唯一普段と違うところは、カラスのにおいが体についてしまっていること。
「…そうかぁ、吐き出してくれたんだ…」
彼女はほっとしたかのような顔をし、耳をぴくぴくと動かす。
一つ深呼吸をして、肺の中の空気を入れ替える。
それが済むと、路地裏を見渡して、歩き出していく。
太陽の光があまり差し込まなくて、昼でも薄暗い路地裏。
昔は怖がっていたが、今は慣れてしまってそうでもない。
物思いにふけりつつ、何となく歩いていると…。
「キャッ!」
いきなり、柔らかくて柔軟なものにぶつかった。
恐る恐る目を開けて、ぶつかったものを確認する。
視界に映ったのは、緑色の体を持つ、巨体を持ったカエル。
カエルはぎょろりと彼女を見ては、こう語った。
「俺にぶつかってくるなんて…お前も警戒心が薄いねぇ」
すると、いきなりカエルはぬるんっと長い舌を口から出し、ウサギの体に巻きつける。
「な、何するんですか…!やめてください!」
ヌルヌルとした感触の舌に捕まってしまい、かなり嫌がっている様子。
カエルはウサギの様子を楽しむかのようににやけて、いったんウサギを解放した。
「えっ…?」
呆気にとられているウサギを、再び自慢の舌でひょいと持ち上げる。
そのまま大口を開け、獲物を待ち構えているかのように、怪しく動く喉を見せつけた。
「や、やめ…」
ウサギは恐怖のあまりに声が押し殺されたかのようになり、体が震え始める。
コンクリートの上にはぼたぼたとカエルの舌から流れ出る唾液が、斑点模様を描き出している。
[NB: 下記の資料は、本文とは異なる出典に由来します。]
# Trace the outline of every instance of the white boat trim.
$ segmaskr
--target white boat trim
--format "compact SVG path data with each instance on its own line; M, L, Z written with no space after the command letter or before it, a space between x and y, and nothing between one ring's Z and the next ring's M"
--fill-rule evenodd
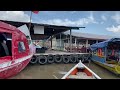
M0 64L0 72L7 70L9 68L12 68L14 66L17 66L17 65L21 64L23 61L26 61L27 59L31 58L32 56L33 56L33 54L23 57L23 58L16 59L16 60L14 60L15 61L14 63L12 63L13 61L1 63Z
M70 75L70 73L71 73L75 68L77 68L79 64L83 65L86 69L88 69L88 70L95 76L95 78L101 79L97 74L95 74L92 70L90 70L87 66L85 66L81 61L80 61L77 65L75 65L75 66L74 66L66 75L64 75L61 79L66 79L66 77L67 77L68 75Z

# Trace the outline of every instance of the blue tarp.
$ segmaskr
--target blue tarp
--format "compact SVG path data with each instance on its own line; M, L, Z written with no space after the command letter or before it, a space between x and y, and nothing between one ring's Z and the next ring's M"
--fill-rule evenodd
M112 39L109 39L109 40L106 40L100 43L95 43L90 46L90 49L93 51L93 50L96 50L97 48L104 48L104 47L107 47L109 42L116 42L116 41L120 42L120 38L112 38Z

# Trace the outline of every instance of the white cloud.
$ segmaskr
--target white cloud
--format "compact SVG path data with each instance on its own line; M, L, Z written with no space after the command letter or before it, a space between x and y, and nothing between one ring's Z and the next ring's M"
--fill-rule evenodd
M112 16L112 19L115 20L116 23L120 24L120 13L115 13L115 15Z
M23 11L0 11L0 20L30 21L30 17Z
M106 21L107 17L105 17L104 15L101 16L102 20Z
M112 27L108 27L108 28L106 28L107 29L107 31L111 31L111 32L114 32L114 33L120 33L120 25L118 25L118 26L112 26Z
M51 19L51 20L42 20L41 23L45 24L54 24L54 25L65 25L65 26L81 26L87 25L90 23L98 23L93 17L93 13L90 12L90 15L86 18L79 18L78 20L69 20L69 19Z

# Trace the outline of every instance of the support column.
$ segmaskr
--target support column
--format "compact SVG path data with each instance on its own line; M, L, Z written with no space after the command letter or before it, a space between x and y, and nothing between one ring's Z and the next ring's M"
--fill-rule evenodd
M88 47L88 39L86 39L86 52L87 52L87 47Z
M50 37L51 37L51 49L52 49L52 35Z
M76 42L77 42L77 38L75 38L75 47L77 46Z
M72 52L72 31L70 29L70 52Z
M61 33L60 33L60 50L61 50Z

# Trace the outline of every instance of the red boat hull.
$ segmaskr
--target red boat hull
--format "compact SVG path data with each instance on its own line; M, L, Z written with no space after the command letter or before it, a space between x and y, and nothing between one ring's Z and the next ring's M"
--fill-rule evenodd
M6 79L15 76L28 65L30 60L31 58L21 62L20 64L16 64L15 66L7 67L8 69L0 72L0 78Z

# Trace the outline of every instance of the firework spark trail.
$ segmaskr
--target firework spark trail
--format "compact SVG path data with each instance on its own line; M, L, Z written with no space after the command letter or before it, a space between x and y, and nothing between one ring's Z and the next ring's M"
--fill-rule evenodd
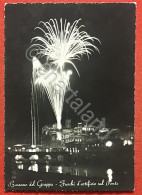
M64 103L64 96L69 87L70 74L64 70L66 64L72 65L79 72L73 63L74 60L80 60L82 55L89 55L98 48L94 45L94 40L99 41L96 37L91 37L87 32L83 31L83 25L79 26L79 20L75 20L71 25L67 20L60 19L60 23L56 19L50 19L49 22L40 22L36 29L43 33L42 36L36 36L32 39L34 42L31 47L39 47L38 55L46 57L46 67L43 66L37 58L33 59L33 82L32 82L32 122L33 129L36 129L36 116L38 119L38 99L37 88L41 92L41 97L46 93L51 103L55 117L57 120L57 128L61 129L61 118ZM100 42L100 41L99 41ZM40 74L40 72L43 74ZM49 78L48 74L54 72L57 76ZM53 75L52 75L53 76ZM59 82L63 82L63 86L59 87ZM55 89L58 86L58 90ZM36 130L35 130L36 131Z

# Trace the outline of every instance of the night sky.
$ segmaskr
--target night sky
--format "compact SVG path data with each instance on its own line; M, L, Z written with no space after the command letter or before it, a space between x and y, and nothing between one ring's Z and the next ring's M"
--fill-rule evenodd
M5 96L6 143L20 143L31 135L31 75L32 63L25 52L40 21L63 18L69 22L81 18L80 24L96 41L89 60L83 56L74 61L80 77L73 70L71 88L95 117L106 117L108 127L133 126L134 115L134 4L18 4L5 8ZM68 97L69 94L66 95ZM75 100L75 99L74 99ZM68 108L67 108L68 107ZM68 111L67 111L68 110ZM68 114L67 114L68 113ZM72 126L80 117L64 105L64 125L67 117ZM40 103L40 127L55 123L48 99Z

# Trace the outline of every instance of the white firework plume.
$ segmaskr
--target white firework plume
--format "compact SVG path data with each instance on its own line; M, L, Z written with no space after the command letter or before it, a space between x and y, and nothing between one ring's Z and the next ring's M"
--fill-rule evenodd
M75 20L72 25L67 20L63 22L62 19L60 19L59 24L56 19L50 19L49 22L40 22L36 29L43 32L43 37L36 36L32 39L34 43L31 47L39 47L38 55L46 57L46 66L42 65L37 58L33 58L32 96L37 97L35 95L37 94L37 88L40 89L42 97L44 93L47 94L56 116L58 129L62 128L64 96L69 87L71 74L70 70L65 71L65 65L72 65L79 75L73 61L75 59L80 60L84 54L89 58L89 55L94 50L99 52L94 45L94 40L99 41L99 39L91 37L87 32L83 31L84 26L79 26L79 21L80 19ZM35 124L35 110L38 112L38 109L35 109L35 105L38 103L37 98L32 100L32 121ZM33 127L33 129L36 129L36 127Z
M50 19L49 22L39 22L39 26L36 27L43 32L44 37L34 37L32 41L35 43L32 47L38 46L39 54L47 56L47 61L50 60L51 65L56 66L61 73L65 64L71 64L79 74L73 60L81 59L83 54L89 57L94 49L99 52L94 45L94 40L99 39L83 31L84 25L78 26L80 20L75 20L71 25L67 20L63 22L60 19L58 25L56 19Z

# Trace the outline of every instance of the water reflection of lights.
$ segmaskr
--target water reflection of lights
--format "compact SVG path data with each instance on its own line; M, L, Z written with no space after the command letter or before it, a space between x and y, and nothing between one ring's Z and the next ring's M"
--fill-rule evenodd
M35 172L38 172L38 164L35 163L35 164L32 164L29 168L28 168L29 171L35 171Z
M62 173L62 166L59 166L58 169L57 169L57 171L58 171L59 173Z
M113 174L112 169L108 169L107 170L107 175L108 175L108 181L109 182L112 182L112 179L113 179L112 174Z
M107 147L111 147L111 146L112 146L112 141L107 141L107 142L106 142L106 146L107 146Z

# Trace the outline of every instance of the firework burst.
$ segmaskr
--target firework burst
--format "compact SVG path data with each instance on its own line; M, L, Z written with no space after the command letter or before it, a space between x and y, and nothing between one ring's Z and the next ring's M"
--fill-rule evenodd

そのまま彼女の体をカエルは口内に収めてしまおうと、舌をグイッと動かす。
長い舌が口内に収まっていき、その先に捕えられているウサギも一緒に口内に吸い込まれていく。
長い舌を口内に収めきり、もういいだろうと思ったカエルは、口をパクン…と閉じて、獲物が逃げられないようにがっちり蓋をする。
口内で舌にとらえられたウサギは、身動き一つとれなくて、窮屈で蒸し暑い空間の中で、舐められる。
カエルの長い舌は、ウサギの体を隙間のないほどに舐めまわし、唾液をその体に塗りつけていく。
体毛は唾液に濡れ、だんだんと重くなっていく。
「んっ…うぅ…」
体が舌の舐め回しを受けるたびに、体力が失われる。
それでも舌の舐め回しは終わることがなく、一時間以上も舌に翻弄された。
「さて、お前の味もわかったことだし…♪」
ご満悦な表情のカエルは、すっかり弱ってしまったウサギを喉の奥に送ると、ゴクリ…!という大きくて生々しい音を辺りに響かせて、喉に膨らみを作った。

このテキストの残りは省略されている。